Ben Frisk, Christopher Hope (NuScale Power)
Proceedings | Nuclear Plant Instrumentation, Control, and Human-Machine Interface Technolgies (NPIC&HMIT 2019) | Orlando, FL, February 9-14, 2019 | Pages 290-295
The purpose of this paper is to describe gaps found in programmatic verification activities for safety-critical systems based on field programmable gate array (FPGA) technology; specifically, by comparing the more mature methods used by other regulated industries that commonly use FPGAs and those mandated in the traditional software-based framework of the legacy commercial nuclear power generating industry.
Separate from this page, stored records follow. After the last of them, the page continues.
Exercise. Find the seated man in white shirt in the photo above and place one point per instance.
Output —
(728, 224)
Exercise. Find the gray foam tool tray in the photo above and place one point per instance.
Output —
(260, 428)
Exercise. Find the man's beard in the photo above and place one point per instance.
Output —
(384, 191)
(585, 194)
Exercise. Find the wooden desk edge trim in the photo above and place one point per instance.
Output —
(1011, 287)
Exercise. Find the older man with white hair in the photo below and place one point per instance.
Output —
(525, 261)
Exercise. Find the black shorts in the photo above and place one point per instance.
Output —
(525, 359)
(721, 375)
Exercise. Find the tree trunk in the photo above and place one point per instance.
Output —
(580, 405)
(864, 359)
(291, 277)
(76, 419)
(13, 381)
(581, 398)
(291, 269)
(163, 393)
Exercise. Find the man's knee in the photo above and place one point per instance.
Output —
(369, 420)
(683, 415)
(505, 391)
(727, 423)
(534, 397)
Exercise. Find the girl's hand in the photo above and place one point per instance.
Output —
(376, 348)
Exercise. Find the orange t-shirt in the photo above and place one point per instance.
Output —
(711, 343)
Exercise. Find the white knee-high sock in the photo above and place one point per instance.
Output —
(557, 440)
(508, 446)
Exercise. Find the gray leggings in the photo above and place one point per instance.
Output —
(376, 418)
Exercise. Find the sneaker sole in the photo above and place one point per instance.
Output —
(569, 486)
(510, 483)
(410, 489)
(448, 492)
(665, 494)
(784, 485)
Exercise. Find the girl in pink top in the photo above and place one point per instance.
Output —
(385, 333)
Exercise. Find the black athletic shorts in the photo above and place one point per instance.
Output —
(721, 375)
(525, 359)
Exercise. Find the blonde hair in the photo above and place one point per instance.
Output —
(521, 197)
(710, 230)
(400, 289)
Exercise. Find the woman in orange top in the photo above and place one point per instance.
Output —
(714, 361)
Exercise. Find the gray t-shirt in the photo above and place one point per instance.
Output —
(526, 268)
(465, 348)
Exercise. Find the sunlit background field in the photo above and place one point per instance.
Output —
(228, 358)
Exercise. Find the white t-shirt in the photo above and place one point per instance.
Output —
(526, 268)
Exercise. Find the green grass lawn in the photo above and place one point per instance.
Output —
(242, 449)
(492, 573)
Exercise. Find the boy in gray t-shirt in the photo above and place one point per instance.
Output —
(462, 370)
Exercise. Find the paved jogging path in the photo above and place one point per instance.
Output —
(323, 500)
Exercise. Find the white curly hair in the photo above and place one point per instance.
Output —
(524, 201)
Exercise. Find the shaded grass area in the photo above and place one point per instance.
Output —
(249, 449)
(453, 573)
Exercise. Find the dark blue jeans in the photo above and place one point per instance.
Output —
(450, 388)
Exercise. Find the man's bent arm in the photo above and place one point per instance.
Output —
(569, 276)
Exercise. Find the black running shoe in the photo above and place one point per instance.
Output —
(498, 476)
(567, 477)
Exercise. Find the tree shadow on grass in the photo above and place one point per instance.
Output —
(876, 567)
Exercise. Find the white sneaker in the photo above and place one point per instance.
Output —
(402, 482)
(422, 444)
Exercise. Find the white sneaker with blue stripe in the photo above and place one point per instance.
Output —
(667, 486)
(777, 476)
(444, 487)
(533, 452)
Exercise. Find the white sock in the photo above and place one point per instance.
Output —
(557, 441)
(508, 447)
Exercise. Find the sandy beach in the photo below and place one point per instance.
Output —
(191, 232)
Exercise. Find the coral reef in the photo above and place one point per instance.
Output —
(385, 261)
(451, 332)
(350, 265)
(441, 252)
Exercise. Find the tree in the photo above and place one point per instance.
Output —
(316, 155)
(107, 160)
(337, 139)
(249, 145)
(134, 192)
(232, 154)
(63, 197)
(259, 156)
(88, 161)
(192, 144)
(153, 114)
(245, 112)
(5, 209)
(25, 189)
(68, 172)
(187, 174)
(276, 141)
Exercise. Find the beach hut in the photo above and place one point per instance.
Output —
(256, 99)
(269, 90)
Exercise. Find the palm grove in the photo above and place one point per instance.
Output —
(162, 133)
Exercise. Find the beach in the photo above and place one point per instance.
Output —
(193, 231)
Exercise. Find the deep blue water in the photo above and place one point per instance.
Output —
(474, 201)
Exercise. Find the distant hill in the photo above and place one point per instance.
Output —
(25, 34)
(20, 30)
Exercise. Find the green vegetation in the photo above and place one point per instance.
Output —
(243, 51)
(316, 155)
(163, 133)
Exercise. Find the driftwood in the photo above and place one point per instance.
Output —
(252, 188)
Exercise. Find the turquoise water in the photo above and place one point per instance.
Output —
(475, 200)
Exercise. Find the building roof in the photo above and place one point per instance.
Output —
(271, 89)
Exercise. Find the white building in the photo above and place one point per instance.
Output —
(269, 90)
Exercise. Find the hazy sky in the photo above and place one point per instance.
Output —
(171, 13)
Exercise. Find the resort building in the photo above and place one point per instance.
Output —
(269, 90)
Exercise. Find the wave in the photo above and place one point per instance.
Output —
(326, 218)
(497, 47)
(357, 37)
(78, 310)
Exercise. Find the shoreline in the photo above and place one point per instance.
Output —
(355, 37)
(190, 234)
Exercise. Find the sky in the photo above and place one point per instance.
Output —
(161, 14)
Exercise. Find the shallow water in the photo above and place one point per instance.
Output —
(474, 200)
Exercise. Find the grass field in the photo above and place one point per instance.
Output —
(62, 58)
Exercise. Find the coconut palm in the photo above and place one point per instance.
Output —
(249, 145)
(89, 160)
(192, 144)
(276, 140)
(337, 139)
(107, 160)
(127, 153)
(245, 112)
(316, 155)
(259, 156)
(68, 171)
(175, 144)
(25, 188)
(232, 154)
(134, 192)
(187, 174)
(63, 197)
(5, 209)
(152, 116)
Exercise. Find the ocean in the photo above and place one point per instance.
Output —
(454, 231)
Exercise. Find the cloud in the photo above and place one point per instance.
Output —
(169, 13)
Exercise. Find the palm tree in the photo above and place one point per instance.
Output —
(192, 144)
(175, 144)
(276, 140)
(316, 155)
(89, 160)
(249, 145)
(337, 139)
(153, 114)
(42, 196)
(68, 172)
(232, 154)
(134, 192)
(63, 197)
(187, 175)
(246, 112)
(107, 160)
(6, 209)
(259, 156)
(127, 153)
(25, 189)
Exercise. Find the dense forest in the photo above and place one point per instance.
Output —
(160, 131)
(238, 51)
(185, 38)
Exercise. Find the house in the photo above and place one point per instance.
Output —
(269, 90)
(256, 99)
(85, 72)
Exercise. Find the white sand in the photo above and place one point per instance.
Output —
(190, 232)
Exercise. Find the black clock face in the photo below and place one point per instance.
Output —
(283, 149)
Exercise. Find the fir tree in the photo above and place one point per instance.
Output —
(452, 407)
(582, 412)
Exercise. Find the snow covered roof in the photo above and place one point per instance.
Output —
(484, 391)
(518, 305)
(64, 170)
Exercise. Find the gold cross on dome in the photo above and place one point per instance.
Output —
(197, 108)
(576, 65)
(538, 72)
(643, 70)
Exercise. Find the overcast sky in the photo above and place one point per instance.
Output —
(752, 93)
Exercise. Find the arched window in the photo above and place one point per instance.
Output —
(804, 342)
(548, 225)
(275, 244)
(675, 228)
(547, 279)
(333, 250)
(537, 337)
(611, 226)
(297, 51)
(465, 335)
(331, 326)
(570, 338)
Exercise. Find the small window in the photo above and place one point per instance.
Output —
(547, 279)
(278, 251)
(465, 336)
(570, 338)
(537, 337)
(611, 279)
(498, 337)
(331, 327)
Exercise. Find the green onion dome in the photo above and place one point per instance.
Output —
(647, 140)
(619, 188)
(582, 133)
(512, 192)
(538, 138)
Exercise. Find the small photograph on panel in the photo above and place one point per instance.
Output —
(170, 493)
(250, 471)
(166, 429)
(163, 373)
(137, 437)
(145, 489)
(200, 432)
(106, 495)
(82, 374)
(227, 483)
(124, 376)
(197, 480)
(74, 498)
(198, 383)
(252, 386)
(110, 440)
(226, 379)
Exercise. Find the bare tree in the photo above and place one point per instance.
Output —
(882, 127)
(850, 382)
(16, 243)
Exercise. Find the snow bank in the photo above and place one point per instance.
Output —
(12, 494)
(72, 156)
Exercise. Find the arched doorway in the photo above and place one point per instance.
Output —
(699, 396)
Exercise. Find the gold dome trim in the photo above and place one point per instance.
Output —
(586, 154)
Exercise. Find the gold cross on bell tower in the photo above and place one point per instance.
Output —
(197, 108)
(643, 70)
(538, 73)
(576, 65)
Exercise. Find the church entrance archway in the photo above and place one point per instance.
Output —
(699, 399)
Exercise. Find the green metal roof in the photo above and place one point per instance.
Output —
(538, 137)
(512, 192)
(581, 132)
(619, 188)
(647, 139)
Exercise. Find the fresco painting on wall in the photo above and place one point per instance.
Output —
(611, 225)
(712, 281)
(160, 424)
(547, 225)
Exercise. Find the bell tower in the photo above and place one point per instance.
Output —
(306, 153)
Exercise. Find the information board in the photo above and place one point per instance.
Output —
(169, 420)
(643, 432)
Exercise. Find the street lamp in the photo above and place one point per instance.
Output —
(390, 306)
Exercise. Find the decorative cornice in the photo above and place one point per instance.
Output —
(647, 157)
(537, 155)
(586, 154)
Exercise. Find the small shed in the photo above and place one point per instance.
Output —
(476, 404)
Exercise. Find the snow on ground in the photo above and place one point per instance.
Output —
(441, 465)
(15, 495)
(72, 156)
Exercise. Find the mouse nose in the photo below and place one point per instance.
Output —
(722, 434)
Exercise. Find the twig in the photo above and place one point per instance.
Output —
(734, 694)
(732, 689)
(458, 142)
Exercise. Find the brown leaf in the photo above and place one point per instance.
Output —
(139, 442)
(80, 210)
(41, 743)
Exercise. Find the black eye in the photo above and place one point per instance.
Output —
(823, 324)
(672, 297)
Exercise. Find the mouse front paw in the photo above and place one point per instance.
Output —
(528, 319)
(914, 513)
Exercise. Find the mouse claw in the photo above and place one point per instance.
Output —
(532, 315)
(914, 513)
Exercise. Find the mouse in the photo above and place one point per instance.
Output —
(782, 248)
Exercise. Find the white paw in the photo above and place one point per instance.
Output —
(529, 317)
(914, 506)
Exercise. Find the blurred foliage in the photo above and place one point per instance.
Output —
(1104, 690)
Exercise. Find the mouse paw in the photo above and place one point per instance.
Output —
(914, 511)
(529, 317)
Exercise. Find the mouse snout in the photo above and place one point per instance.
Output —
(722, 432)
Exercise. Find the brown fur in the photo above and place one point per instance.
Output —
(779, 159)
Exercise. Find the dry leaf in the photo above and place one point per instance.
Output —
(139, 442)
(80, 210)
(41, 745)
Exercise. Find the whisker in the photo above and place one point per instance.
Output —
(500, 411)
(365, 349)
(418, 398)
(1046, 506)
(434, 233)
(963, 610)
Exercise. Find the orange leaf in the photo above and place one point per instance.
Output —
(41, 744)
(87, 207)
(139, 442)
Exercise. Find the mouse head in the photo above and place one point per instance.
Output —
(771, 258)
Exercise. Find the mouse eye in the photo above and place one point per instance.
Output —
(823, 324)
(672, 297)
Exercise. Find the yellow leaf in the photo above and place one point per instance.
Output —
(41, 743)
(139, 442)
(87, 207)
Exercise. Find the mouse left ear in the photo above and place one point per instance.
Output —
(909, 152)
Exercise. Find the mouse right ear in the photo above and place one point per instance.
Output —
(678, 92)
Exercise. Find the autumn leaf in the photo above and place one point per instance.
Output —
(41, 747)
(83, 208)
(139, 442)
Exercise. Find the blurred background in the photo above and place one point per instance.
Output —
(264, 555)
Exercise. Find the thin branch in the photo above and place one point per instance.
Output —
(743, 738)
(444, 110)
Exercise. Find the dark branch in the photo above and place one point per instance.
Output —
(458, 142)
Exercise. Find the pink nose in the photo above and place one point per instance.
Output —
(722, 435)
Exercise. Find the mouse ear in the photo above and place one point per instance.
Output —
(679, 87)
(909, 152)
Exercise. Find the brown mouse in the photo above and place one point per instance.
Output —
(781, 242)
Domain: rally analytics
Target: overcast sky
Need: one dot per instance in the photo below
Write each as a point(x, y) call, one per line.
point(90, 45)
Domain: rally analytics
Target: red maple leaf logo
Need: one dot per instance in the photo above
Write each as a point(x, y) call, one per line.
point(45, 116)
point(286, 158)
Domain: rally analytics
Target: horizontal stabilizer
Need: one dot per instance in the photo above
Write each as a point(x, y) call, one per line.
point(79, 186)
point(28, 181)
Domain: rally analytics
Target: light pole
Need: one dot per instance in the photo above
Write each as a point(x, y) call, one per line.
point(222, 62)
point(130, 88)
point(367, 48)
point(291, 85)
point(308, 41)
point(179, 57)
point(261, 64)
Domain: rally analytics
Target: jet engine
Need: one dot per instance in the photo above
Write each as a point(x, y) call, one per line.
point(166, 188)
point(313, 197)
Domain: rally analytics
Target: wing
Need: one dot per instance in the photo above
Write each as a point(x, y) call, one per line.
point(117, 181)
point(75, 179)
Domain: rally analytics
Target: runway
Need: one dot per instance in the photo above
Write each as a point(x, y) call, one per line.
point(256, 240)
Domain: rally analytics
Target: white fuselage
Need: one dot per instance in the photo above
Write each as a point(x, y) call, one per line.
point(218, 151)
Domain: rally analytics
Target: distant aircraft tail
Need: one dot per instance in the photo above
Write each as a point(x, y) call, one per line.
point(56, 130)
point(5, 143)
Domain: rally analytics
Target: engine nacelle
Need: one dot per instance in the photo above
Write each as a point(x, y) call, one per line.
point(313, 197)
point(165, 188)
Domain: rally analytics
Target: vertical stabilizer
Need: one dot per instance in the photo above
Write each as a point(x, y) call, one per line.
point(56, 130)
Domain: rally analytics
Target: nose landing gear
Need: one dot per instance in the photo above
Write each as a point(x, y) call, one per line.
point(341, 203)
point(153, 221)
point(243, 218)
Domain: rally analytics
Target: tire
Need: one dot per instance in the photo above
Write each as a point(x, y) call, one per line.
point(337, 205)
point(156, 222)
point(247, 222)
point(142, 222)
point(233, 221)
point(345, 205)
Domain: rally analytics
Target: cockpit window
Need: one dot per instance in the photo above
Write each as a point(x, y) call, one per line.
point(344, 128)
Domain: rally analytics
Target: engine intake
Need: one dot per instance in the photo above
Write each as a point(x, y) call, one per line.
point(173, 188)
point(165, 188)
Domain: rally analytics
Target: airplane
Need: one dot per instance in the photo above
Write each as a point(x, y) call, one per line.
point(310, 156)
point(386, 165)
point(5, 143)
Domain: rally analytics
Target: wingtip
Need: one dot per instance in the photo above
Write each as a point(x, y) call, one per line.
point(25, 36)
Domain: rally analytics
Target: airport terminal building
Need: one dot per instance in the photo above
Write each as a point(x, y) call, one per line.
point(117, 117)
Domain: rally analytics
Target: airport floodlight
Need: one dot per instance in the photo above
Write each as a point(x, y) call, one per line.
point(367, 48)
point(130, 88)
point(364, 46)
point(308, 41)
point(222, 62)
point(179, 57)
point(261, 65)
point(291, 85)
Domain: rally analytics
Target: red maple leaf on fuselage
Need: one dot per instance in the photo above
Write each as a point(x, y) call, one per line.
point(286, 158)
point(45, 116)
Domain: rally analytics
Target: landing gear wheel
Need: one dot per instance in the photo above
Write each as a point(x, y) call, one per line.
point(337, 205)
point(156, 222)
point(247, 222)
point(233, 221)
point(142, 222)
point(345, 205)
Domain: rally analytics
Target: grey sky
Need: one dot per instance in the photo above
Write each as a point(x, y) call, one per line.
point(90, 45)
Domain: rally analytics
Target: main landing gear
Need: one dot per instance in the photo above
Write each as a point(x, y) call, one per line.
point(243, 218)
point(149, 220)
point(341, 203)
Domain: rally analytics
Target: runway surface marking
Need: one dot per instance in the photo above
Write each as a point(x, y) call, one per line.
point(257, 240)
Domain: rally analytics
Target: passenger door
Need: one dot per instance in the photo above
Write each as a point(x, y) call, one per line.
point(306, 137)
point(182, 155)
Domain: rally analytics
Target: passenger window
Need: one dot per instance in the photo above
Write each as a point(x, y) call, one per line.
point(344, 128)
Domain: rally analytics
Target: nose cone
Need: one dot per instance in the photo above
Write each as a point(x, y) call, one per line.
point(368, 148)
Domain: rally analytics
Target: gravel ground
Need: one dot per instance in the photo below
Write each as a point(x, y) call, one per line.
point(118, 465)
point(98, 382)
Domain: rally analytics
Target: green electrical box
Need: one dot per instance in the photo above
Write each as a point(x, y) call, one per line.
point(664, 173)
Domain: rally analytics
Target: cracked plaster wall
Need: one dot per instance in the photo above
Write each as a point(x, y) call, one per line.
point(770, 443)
This paper also describes the strategies used by NuScale Power, LLC (NuScale) to fill the identified gaps, while maintaining its conformance to IEEE 1012-2004. In addition, the purpose of this paper is to inform and encourage consideration of why the 2004 version of IEEE 1012 is outdated for its application to the commercial nuclear power industry, especially as adoption of non-microprocessor based digital technology becomes widespread. Currently, the regulatory process for ensuring quality and safety for digital plant protection systems specifies independent verification and validation (IV&V) as outlined in IEEE 1012-2004 and endorsed by Regulatory Guide 1.168, Revision 2. Simply put, the reason to move away from the 2004 version and adoption of the 2016 version is due to the holistic systems-based life cycle that is inclusive of hardware, software, and their interfaces, which is now specified in the new version of IEEE 1012 (version 2016). The systems-based strategy is a key factor needed to ensure functional safety and quality throughout the verification and validation process. This is especially true for FPGA-based systems, as there is a tendency to think this technology should be treated only as hardware. This paper will identify critical differences between the versions of IEEE 1012 and explain why the NuScale IV&V program is looking outside of the commercial nuclear industry for methods better suited to FPGA-based I&C systems. In closing, this paper is intended to describe portions of the NuScale IV&V program that meets the requirements specified in IEEE 1012-2004, but also combines innovation with lessons learned from nonnuclear industries used to develop FPGA-based safety I&C systems.